We have tried to set up our structure in a way that aligns our incentives with a good result.

We think it’s important that efforts like ours be independently audited before launching new systems; We will talk about this in more detail later this year. At some point, it may be important to get an independent review before starting to train future systems, and for more advanced efforts to agree to limit the growth rate of the computation used to create new models. We believe public standards for when an AGI effort should stop a training run, decide if it’s safe to release a model, or retire a model from production use are important. Finally, we believe it is important that the world’s leading governments have knowledge about training races above a certain scale.

the long-term

We believe that the future of humanity should be determined by humanity and that it is important to share information about progress with the public. There must be great scrutiny of all efforts trying to build AGI and public consultation for important decisions.

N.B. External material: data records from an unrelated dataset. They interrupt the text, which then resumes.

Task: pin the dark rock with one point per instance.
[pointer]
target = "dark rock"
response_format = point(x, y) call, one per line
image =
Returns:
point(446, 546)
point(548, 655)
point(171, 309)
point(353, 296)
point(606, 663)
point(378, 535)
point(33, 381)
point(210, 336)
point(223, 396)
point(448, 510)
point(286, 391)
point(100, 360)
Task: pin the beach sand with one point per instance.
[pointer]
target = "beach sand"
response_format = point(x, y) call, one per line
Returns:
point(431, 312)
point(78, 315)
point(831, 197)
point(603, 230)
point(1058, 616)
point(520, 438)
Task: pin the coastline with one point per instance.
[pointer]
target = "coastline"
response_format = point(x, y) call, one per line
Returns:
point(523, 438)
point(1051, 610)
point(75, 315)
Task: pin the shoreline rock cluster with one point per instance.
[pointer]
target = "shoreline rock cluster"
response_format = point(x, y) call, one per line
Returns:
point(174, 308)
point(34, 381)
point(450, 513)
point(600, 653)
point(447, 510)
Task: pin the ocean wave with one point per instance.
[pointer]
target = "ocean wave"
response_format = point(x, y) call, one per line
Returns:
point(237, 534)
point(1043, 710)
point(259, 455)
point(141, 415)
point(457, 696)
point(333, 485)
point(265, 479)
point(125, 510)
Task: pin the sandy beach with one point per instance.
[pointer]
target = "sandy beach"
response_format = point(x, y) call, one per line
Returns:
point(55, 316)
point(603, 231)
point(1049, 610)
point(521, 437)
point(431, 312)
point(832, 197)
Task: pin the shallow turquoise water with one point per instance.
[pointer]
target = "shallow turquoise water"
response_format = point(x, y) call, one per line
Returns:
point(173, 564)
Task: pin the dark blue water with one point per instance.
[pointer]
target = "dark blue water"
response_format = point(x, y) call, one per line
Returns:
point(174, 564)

The first AGI will be just a point along the intelligence continuum. We think progress is likely to continue from there, possibly maintaining the rate of progress we’ve seen over the past decade for a long period of time. If this is true, the world could become vastly different from what it is today, and the risks could be extraordinary. A misaligned super-intelligent AGI could do serious damage to the world; an autocratic regime with decisive superintelligence might as well.

AI that can speed up science is a special case worth thinking about, and perhaps more shocking than anything else. It’s possible that AGI capable enough of speeding up its own progress could cause major changes to happen surprisingly quickly (and even if the transition starts slowly, we expect it to happen quite quickly in the later stages). We believe that a slower takeoff is easier to make safe, and coordination between AGI’s efforts to slow down at critical points will likely be important (even in a world where we don’t need to do this to resolve technical alignment issues, slowing down may be important to give society enough time to adjust).

The successful transition to a super-intelligence world is perhaps the most important, hopeful, and terrifying project in human history. Success is far from guaranteed, and hopefully the stakes (unlimited downsides and unlimited upsides) will bring us all together.

We can envision a world in which humanity flourishes to a degree that is probably impossible for any of us yet to fully envision. We hope to bring to the world an AGI aligned with such flourishing.